Maybe this will help ........................
An ounce of prevention is worth a ton of treatment.
Benzene is among the 20 most widely used chemicals in the United States. It is used mainly as a starting material in making other chemicals, including plastics, lubricants, rubbers, dyes, detergents, drugs, and pesticides. In the past it was also commonly used as an industrial solvent (a substance that can dissolve or extract other substances) and as a gasoline additive, but these uses have been greatly reduced in recent decades.
Benzene is also a natural part of crude oil and gasoline (and therefore motor vehicle exhaust), as well as cigarette smoke.
Cigarette smoking and secondhand smoke are important sources of exposure to benzene. Cigarette smoke accounts for about half of the exposure to benzene in the United States. Benzene levels in rooms containing tobacco smoke can be many times higher than normal.

............................ so although most of us are conditioned to associate smoking primarily with lung cancer, the benzene ring is a poison that has been linked to blood cancers.

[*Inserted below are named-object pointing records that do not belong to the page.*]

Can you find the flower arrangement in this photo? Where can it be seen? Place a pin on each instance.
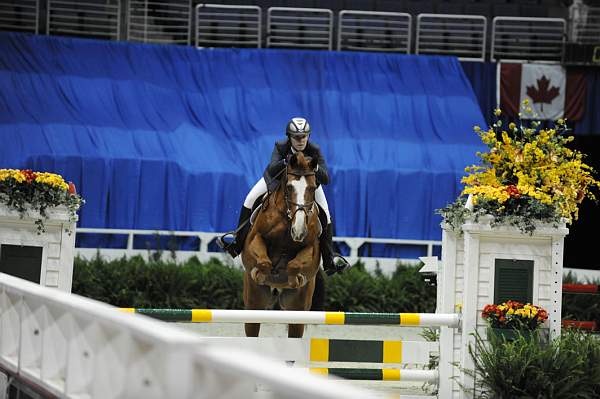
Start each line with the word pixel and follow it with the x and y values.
pixel 529 174
pixel 23 190
pixel 514 315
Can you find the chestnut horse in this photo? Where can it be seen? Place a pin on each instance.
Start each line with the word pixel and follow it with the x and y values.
pixel 281 253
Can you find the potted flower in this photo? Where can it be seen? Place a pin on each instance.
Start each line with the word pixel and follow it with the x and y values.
pixel 25 191
pixel 528 175
pixel 511 318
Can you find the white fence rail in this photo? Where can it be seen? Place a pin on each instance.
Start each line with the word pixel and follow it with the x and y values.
pixel 160 21
pixel 73 347
pixel 463 36
pixel 374 31
pixel 525 39
pixel 84 18
pixel 310 28
pixel 228 26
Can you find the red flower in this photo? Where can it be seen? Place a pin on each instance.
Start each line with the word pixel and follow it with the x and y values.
pixel 513 191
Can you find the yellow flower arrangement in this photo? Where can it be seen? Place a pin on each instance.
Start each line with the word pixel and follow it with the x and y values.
pixel 529 174
pixel 24 189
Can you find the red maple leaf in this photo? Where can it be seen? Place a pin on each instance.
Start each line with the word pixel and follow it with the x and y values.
pixel 543 94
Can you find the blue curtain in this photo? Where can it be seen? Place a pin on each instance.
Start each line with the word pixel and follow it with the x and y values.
pixel 166 137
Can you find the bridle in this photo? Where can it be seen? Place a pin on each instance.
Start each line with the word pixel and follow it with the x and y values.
pixel 307 208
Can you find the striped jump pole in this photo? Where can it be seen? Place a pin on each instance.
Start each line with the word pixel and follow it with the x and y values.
pixel 316 354
pixel 299 317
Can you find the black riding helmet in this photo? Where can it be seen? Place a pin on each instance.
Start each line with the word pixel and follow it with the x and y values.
pixel 297 127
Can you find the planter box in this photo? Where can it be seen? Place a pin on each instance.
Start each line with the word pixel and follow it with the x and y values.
pixel 45 258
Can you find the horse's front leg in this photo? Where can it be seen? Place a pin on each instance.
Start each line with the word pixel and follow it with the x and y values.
pixel 261 265
pixel 302 268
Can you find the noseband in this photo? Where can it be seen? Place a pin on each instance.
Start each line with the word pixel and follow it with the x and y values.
pixel 307 208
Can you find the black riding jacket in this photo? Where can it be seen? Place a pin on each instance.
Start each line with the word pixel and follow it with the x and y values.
pixel 281 150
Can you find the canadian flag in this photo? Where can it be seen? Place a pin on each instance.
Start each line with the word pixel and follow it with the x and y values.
pixel 553 92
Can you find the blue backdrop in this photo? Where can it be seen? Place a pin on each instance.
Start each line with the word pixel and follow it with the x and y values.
pixel 165 137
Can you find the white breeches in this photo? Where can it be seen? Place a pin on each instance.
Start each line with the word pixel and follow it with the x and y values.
pixel 260 188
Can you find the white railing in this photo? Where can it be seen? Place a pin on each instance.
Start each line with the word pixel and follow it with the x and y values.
pixel 300 28
pixel 84 18
pixel 527 39
pixel 19 15
pixel 374 31
pixel 228 26
pixel 206 249
pixel 160 21
pixel 72 347
pixel 463 36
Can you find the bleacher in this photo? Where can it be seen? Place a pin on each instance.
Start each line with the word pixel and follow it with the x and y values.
pixel 484 30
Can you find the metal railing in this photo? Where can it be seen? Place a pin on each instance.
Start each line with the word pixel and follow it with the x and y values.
pixel 524 39
pixel 95 19
pixel 585 26
pixel 202 245
pixel 159 21
pixel 300 28
pixel 19 15
pixel 217 25
pixel 228 26
pixel 374 31
pixel 463 36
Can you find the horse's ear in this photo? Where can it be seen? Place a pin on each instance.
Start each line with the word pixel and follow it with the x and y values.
pixel 294 160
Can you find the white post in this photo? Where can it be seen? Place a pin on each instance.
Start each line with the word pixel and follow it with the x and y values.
pixel 469 319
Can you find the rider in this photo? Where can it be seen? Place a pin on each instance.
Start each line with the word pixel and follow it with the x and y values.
pixel 298 133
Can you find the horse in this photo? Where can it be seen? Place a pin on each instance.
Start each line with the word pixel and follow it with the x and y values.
pixel 281 253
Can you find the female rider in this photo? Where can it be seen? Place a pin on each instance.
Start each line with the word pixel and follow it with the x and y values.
pixel 297 132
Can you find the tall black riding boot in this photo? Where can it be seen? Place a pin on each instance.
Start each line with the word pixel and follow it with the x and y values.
pixel 329 255
pixel 235 247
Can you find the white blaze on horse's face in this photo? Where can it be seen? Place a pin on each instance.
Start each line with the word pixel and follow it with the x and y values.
pixel 299 229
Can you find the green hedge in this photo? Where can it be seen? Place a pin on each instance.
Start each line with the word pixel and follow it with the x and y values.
pixel 163 284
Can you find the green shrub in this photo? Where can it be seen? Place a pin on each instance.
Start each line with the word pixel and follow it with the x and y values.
pixel 567 367
pixel 165 284
pixel 582 307
pixel 157 284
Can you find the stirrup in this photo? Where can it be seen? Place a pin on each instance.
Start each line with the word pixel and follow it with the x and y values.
pixel 340 263
pixel 228 247
pixel 339 266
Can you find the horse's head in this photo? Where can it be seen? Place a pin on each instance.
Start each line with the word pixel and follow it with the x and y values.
pixel 300 187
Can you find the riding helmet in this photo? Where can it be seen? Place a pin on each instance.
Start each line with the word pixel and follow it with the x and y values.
pixel 297 126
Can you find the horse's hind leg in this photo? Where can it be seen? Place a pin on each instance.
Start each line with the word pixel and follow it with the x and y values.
pixel 295 330
pixel 299 299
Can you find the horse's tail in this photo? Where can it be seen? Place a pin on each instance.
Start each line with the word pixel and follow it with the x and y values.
pixel 319 294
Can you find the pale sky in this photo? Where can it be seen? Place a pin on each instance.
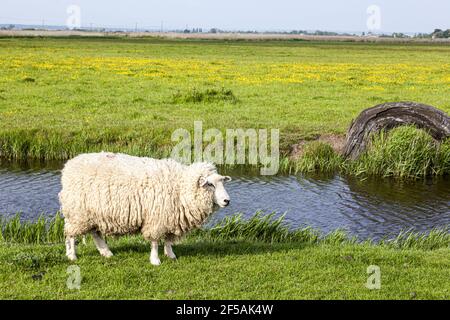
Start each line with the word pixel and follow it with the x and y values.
pixel 344 15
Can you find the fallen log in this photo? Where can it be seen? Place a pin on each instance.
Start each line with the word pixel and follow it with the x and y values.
pixel 387 116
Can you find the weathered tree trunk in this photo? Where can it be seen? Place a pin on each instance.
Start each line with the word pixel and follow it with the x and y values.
pixel 390 115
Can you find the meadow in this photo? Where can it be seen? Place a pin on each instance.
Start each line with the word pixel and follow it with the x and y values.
pixel 259 258
pixel 64 96
pixel 60 97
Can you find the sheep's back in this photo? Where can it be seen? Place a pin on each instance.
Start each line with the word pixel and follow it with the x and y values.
pixel 115 193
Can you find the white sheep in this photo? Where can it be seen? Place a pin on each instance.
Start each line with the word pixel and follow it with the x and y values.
pixel 117 194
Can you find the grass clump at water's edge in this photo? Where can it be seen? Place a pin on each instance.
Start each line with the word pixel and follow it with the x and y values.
pixel 262 228
pixel 404 152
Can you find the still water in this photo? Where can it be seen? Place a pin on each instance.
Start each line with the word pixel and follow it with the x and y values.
pixel 371 208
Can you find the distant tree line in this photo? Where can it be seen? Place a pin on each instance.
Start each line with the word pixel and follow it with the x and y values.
pixel 438 33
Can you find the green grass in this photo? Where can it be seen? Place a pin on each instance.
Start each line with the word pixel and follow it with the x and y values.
pixel 264 228
pixel 254 259
pixel 405 152
pixel 61 97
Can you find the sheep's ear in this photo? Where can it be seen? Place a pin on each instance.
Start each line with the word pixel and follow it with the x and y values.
pixel 202 181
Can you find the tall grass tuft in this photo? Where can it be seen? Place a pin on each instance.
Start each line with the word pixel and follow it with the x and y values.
pixel 43 230
pixel 264 228
pixel 318 156
pixel 404 152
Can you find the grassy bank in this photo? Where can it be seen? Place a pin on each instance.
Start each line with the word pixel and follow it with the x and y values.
pixel 60 97
pixel 255 259
pixel 404 152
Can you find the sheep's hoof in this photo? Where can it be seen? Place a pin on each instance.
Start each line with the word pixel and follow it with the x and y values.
pixel 72 257
pixel 171 256
pixel 106 254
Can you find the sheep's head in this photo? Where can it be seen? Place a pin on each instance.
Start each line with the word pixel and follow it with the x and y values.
pixel 214 183
pixel 209 185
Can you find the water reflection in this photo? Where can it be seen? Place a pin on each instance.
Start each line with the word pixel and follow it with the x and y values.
pixel 373 208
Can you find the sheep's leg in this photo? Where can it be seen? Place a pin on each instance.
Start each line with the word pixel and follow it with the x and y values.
pixel 168 250
pixel 154 259
pixel 70 248
pixel 101 245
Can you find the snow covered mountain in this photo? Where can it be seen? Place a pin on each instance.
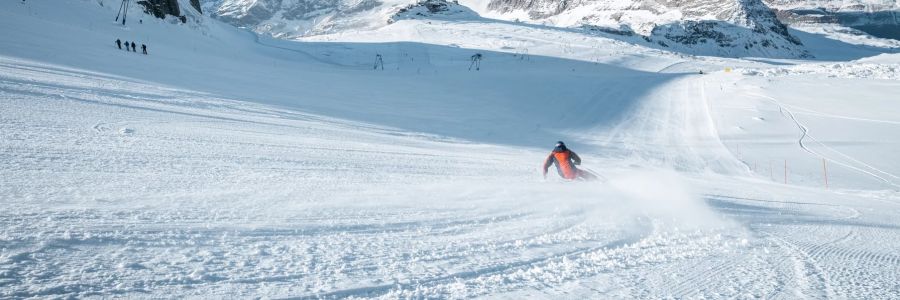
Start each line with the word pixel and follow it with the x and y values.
pixel 722 28
pixel 877 18
pixel 730 28
pixel 225 164
pixel 295 18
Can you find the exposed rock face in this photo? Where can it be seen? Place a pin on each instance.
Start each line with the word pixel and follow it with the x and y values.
pixel 162 8
pixel 291 18
pixel 435 9
pixel 877 18
pixel 727 28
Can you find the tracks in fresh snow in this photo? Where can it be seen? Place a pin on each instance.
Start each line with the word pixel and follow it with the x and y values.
pixel 839 158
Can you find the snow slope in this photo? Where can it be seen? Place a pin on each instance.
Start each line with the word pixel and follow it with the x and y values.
pixel 229 165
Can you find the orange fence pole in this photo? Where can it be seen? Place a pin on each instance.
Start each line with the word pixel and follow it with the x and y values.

Long-term (a year or more) exposure to benzene can produce changes in the blood. It decreases red blood cells and damages bone marrow. This puts people at risk for aplastic anemia and excessive bleeding.
Benzene is associated with an increased risk of leukemia, specifically, acute myeloid leukemia. There is concern that benzene may also contribute to acute and chronic lymphocytic leukemia, non-Hodgkin's lymphoma and multiple myeloma.
Benzene exposure can weaken the immune system because it also damages white blood cells. This puts people at risk for more infections.